Entscheidungsstichwort (Thema)
Grunderwerbsteuer/Kfz-Steuer/sonstige Verkehrsteuern Verfahrensrecht/Abgabenordnung
Leitsatz (amtlich)
Ein unzulässiger Wechsel in der Besetzung des Gerichts liegt nicht vor, wenn die Beteiligten auf eine erneute mündliche Verhandlung verzichtet haben.
Solche Verzichtserklärungen können nur unter besonderen Umständen als unwirksam behandelt, nicht aber, etwa in sinngemäßer Anwendung der Vorschriften des bürgerlichen Rechts über Irrtumsanfechtung, angefochten werden.

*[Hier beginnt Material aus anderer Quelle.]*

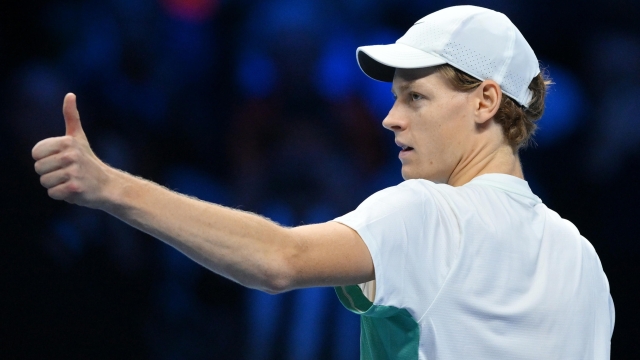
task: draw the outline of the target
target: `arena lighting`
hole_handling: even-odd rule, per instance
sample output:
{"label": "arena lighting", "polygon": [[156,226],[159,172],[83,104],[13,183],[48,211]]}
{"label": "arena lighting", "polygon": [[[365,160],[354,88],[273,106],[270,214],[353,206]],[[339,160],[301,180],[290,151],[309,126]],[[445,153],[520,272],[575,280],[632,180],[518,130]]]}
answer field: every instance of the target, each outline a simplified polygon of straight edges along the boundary
{"label": "arena lighting", "polygon": [[170,16],[194,22],[210,19],[219,5],[219,0],[160,0]]}
{"label": "arena lighting", "polygon": [[330,100],[345,100],[361,80],[358,64],[353,61],[355,40],[334,38],[324,49],[316,69],[318,92]]}
{"label": "arena lighting", "polygon": [[587,103],[581,84],[569,70],[552,64],[549,74],[553,85],[547,93],[544,115],[534,136],[541,147],[554,145],[571,135],[578,128]]}
{"label": "arena lighting", "polygon": [[243,52],[236,67],[236,81],[245,94],[265,98],[279,81],[276,64],[262,52]]}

Nach den besonderen Umständen des Einzelfalls kann es eine Verletzung der Aufklärungs- und Belehrungspflicht bedeuten, wenn das FG von der in seinem Beweisbeschluß unmißverständlich zum Ausdruck gekommenen Rechtsansicht abweicht, ohne die Rechtsfragen nochmals zur Erörterung gestellt zu haben.

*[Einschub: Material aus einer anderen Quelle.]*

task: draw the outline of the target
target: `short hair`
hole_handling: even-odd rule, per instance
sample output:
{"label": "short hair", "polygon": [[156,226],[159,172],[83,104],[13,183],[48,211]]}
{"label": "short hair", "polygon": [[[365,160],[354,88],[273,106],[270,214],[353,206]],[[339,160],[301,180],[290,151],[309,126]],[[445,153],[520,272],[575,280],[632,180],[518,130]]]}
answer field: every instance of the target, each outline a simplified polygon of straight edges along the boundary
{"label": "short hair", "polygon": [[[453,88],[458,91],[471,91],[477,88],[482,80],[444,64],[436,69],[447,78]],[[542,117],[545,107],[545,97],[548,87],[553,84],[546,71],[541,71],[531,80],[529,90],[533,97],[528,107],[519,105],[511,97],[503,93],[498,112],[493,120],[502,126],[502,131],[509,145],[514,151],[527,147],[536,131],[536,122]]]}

Zum Umfang der Beweiserhebung durch Befragen von Auskunftspersonen von Amts wegen.
Die Frage, ob nur ein Kaufvertrag über ein Grundstück mit zu errichtendem Gebäude oder ein Kaufvertrag über ein Grundstück im Zustand der Bebauung und ein besonderer Werkvertrag über die Fertigstellung des Gebäudes vorliegen, kann nur nach dem Gesamtbild unter Berücksichtigung aller Umstände des Einzelfalles entschieden werden. Wesentliches Merkmal ist, welche (unterschiedliche) bürgerlich-rechtliche Wirkung die Parteien wirklich gewollt haben und haben eintreten lassen.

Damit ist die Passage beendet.